Up through a maze of switchbacks I scurried, looking for the safest way up to the summit, which was fairly easy since there was only one way to the top. As I reached the treeline, the precipitation halted completely and the sun poked its head through the clouds. I knew then that I’d made the right choice, with ever expanding views revealing themselves with each advancing step.
Just before the crater rim I disappeared into the clouds, resting at the junction just below the twin peaks. I had two choices: either the straightforward climb on my right to the top of the east peak (Higashi-mine), or the no-nonsense scramble on my left to the official high point of the west peak (Nishi-mine). When in doubt always head west my dear.
I soon found myself standing at the bottom of a long series of metal chains. “So this is what those military guys were on about,” I cursed, gripping the slippery silver links with my left hand. The path was quite slippery and here I was all alone in a tempest of white cloud and strong winds. After the first challenging climb, the path dropped to another set of boulders, where a tricky horizontal traverse awaited. I’ve done my fair share of frightening climbs in the Alps but I must say that this one really made the hairs stand on on my legs. Heart pumping, hands shaking, I grabbed the links, spinning 45-degrees up and over a sheer vertical drop before finding my footing on the other side. One slip here and I would most definitely need to be airlifted out.

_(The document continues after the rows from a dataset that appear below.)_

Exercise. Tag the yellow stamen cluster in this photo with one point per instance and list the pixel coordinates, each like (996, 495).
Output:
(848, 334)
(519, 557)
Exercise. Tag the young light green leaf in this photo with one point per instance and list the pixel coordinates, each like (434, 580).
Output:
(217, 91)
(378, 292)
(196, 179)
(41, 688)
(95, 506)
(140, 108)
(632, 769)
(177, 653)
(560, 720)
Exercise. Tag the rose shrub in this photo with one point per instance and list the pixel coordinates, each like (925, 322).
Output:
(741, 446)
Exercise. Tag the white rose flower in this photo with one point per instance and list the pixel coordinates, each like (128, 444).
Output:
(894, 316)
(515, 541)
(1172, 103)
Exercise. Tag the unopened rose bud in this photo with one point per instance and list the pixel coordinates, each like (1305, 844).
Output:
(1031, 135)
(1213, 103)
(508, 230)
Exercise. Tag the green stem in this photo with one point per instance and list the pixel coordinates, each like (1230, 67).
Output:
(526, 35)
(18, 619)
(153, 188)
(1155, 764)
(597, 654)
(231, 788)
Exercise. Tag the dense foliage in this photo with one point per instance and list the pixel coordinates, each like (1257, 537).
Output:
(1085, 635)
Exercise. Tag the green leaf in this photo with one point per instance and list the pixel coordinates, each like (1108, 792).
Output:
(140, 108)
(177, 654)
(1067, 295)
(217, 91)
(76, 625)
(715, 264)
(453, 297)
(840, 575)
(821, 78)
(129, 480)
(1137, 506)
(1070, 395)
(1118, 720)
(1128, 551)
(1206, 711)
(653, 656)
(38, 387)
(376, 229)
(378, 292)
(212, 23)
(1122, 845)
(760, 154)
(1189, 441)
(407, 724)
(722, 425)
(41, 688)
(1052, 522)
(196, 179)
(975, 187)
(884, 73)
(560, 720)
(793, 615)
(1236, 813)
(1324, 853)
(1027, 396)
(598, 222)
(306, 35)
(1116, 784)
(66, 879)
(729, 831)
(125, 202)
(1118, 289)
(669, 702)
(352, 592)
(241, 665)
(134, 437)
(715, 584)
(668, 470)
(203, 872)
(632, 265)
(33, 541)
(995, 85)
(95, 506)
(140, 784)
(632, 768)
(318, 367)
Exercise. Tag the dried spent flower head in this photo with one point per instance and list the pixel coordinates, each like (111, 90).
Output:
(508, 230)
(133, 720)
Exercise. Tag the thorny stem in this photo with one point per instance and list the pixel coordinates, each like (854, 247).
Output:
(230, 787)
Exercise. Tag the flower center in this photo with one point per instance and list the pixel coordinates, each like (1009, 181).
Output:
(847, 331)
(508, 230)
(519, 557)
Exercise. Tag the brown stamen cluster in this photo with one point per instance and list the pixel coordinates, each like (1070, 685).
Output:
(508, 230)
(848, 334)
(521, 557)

Yufu relented a bit after that challenging scramble and I soon found myself sitting on the high point of the volcano. I snapped a quick photo before retracing my steps back through the labyrinth of chains, which were even scarier on the descent. I collapsed back at the junction in a heap of sweat and adrenaline. On the way back down the mountain I started counting the switchbacks, only to be met by a Japanese couple on their way up to the peak. It turns out the husband-and-wife team were also counting the switchbacks, but their numbers were surely off. I think they were counting a 360-degree change of direction as one complete switchback instead of the usual 180-degree turn. Anyone want to shed light on which on is correct? I counted at least 40 different changes of direction in my 20-minute jog back down to the base of the peak.
Once back at the junction where I’d met the Self-Defense men, I tried my luck at climbing the grassy cone of Iimorigajou, a short but incredibly steep climb just south of the restpoint. As I stood among the fresh greenery, admiring the bird’s eye views of Yufuin in the valley below, I raised my hands in sheer joy: it doesn’t get much better than this.
On my map, I spied a trail back into town which did not require the assistance of a bus, so westward I continued on the aptly named western trail, which weaved through the stunning grasslands as trails in Scotland are apt to do. I truly felt as if I were suddenly transported to a different climate, snaking smoothly through the overgrown pastures like a shepherd searching for its lost flock.
By the time I reached the forest it was nearly 5pm, so I quickened the pace, arriving in town a short time later. After a quick bath at the thatched-roof waters of Shitanyu on the shores of Kirinko, I strolled through town back to the train station, just in time to meet the hostel proprietor, who drove me to my waiting accommodation. Mt. Yufu was incredibly impressive, but I knew that I must return to see the summit views unobstructed by cloud formations. I knew winter afforded my best chance for that opportunity.